Threat Model (Initial) -- AI Support Copilot

Engagement: AI Support Copilot Pilot Owner: Shubham (Governance Engineer) Version: 1.0 Date: 2026-05-01 Framework ref: Doc 14 (Enterprise Security Framework) Non-negotiable: Yes -- Doc 01, Section 5.1, Item 1 (Threat modeling and secrets management)

This is the initial threat model produced during Discovery. It identifies the threat surface and top threats. A full threat model with validated mitigations is due by Sprint 1 demo (May 10).
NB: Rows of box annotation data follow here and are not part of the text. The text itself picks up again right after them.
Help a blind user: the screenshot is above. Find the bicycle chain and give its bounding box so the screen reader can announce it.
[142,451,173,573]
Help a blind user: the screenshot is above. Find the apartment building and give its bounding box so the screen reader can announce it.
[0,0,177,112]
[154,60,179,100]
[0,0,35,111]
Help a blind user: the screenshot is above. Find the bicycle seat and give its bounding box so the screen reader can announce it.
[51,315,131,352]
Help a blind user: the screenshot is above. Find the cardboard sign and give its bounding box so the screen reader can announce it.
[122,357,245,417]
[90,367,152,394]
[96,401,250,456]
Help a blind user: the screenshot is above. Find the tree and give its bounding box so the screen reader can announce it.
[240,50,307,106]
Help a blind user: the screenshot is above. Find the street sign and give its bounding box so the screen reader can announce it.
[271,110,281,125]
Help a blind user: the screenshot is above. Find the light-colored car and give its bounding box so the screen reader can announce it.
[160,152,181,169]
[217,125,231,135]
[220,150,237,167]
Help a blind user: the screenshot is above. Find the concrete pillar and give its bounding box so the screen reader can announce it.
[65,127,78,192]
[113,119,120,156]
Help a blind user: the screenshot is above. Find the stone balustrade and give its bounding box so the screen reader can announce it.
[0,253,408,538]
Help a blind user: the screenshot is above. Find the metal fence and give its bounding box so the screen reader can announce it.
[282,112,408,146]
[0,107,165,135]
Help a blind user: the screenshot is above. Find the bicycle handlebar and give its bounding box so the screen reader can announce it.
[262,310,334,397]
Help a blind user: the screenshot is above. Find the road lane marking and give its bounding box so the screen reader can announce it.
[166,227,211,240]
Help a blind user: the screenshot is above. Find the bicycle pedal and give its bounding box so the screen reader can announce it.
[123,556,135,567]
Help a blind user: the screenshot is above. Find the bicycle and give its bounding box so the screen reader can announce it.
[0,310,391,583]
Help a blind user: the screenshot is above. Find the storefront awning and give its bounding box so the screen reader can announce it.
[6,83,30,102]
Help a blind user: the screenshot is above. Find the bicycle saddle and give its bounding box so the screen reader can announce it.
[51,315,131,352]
The threat model is a living document updated as the system evolves.

1. System Scope

Components in Scope

Component	Technology	Trust Level
Frontend	React (browser)	Untrusted (client-side)
Backend API	Express (Node.js)	Trusted (server-side)
Pipeline Orchestrator	LangChain.js	Trusted (server-side)
LLM Gateway	Custom abstraction layer	Trusted (server-side)
Operational DB	MongoDB	Trusted (data store)
Search Index	Elasticsearch	Trusted (data store)
LLM Service	Vertex AI (Gemini)	External trusted (Google-managed)
Embedding Service	Vertex AI text-embedding-005	External trusted (Google-managed)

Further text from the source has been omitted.